Juna menutup wajahnya dengan bantal sofa karena malu. Menutup mulut yang sedari tadi tak bisa berhenti tersenyum. Jirham sudah menampakkan wajah julidnya.
"Gini ... ayangnya Juna mau datang mingdep, Yah. Jadi ... ah gimana ya ngomongnya. Takut dia pergi lagi dan malah lupain Juna. Udah lama loh kami berpisah. Gimana dia tertarik sama bule di sana? Lebih baik nikahin, kan? Nyari aman, Yah," ujar Juna.

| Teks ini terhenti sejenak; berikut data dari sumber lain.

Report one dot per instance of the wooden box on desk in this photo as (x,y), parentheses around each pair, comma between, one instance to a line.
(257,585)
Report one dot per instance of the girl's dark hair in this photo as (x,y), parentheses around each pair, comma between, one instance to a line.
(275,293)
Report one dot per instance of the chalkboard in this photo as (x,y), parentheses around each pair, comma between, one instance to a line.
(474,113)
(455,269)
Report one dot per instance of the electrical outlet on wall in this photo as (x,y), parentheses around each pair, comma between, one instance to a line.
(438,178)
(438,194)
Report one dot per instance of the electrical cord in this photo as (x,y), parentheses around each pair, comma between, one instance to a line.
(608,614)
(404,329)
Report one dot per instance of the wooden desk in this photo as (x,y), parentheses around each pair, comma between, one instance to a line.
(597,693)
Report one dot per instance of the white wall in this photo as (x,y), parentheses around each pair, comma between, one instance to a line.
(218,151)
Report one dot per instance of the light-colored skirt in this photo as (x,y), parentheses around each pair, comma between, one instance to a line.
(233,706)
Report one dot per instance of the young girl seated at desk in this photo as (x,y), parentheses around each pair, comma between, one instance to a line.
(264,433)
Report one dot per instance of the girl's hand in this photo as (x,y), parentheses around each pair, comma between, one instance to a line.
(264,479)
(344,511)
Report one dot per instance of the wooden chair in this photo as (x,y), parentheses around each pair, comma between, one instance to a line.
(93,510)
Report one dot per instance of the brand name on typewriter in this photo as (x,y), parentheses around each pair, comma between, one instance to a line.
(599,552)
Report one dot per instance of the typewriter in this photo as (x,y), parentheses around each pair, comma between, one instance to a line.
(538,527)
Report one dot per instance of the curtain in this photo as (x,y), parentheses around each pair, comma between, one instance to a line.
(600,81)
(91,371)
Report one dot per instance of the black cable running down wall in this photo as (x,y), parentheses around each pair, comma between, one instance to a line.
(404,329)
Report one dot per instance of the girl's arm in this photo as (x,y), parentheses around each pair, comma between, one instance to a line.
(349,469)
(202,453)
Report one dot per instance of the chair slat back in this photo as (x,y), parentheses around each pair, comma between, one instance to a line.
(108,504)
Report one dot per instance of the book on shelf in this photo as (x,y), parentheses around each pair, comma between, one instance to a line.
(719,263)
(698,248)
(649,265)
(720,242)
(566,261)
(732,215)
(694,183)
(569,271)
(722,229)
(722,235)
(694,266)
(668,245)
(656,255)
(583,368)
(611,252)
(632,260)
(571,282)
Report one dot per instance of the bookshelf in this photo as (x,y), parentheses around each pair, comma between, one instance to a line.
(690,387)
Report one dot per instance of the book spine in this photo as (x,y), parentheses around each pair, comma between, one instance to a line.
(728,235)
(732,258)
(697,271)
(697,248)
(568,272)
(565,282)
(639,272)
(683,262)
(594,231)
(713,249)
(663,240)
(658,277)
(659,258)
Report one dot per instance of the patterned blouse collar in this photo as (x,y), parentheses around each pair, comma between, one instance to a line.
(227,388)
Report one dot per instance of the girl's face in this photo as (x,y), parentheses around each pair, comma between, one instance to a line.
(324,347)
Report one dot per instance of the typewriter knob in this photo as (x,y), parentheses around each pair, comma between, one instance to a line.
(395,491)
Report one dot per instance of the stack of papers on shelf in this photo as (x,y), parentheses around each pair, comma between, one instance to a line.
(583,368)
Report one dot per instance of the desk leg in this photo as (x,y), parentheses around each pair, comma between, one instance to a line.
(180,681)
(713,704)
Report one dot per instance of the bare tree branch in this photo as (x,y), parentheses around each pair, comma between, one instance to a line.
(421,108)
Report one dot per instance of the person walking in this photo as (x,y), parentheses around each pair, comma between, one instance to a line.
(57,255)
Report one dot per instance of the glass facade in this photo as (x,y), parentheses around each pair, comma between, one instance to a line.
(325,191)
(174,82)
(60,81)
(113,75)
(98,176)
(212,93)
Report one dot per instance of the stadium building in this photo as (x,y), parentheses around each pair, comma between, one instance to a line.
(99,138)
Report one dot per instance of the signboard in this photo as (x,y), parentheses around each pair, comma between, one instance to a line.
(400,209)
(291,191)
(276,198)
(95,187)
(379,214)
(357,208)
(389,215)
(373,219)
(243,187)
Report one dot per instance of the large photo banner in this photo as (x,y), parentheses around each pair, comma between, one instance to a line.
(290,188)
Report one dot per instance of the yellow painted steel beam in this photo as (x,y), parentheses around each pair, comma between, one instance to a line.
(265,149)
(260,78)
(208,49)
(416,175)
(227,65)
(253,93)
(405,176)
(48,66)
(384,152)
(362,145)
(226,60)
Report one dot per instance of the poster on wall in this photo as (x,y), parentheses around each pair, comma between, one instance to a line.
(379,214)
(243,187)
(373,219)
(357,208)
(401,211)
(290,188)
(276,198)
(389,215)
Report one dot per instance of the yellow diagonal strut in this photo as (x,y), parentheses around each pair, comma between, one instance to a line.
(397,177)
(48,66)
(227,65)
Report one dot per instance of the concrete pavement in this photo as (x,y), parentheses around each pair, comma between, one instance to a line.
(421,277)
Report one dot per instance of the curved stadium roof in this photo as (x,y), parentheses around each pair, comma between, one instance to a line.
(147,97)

Terdengar helaan napas dari Andro. Andro menatap Juna dengan tatapan pasrah. Juna hanya menunjukkan cengirannya.
"Namanya nikah itu mau cari pendamping hidup, cari ridha-nya Tuhan. Mau melengkapi separuh agama. Bukannya supaya dia nggak diambil orang atau jatuh hati ke orang lain. Jodoh itu sudah ditetapkan, Juna. Bahkan jauh sebelum kamu terlahir ke dunia, skenario hidupmu dari awal ditiupkan ruh sampai ruh kamu dicabut dari ragamu, itu udah tertulis. Kamu cuma menjalankan apa yang ada di skenario itu. Tapi kamu juga bisa improv skenario itu. Dengan cara apa? Berusaha dan berdoa. Dua itu yang mampu memperbaiki skenariomu dan tentunya karena kehendak Sang Pencipta. Jangan terlalu dikhawatirkan, jalani aja. Nggak usah resah dia jauh di sana, sedang apa dia, lagi sama siapa. Nggak usah resah. Dia yang emang jodoh kamu, pasti bakal kembali kepadamu. Kamu tempat hatinya berlabuh. Tapi kalau dia jodoh orang lain, ya nggak akan kembali ke kamu. Masa kamu maksa! Nggak akan bisa, Junaid," tutur Andro panjang lebar.
KAMU SEDANG MEMBACA
BROTHER [COMPLETED]
Teen FictionRumah singgah untuk para pemuda yang tak ada tempat pulang. Untuk mereka yang perlu kehangatan dari dinginnya jalanan malam. Dan untuk mereka yang ingin memulai kehidupan. "Kalian yang tak saling mengenal akan tinggal bersama dalam satu atap dan men...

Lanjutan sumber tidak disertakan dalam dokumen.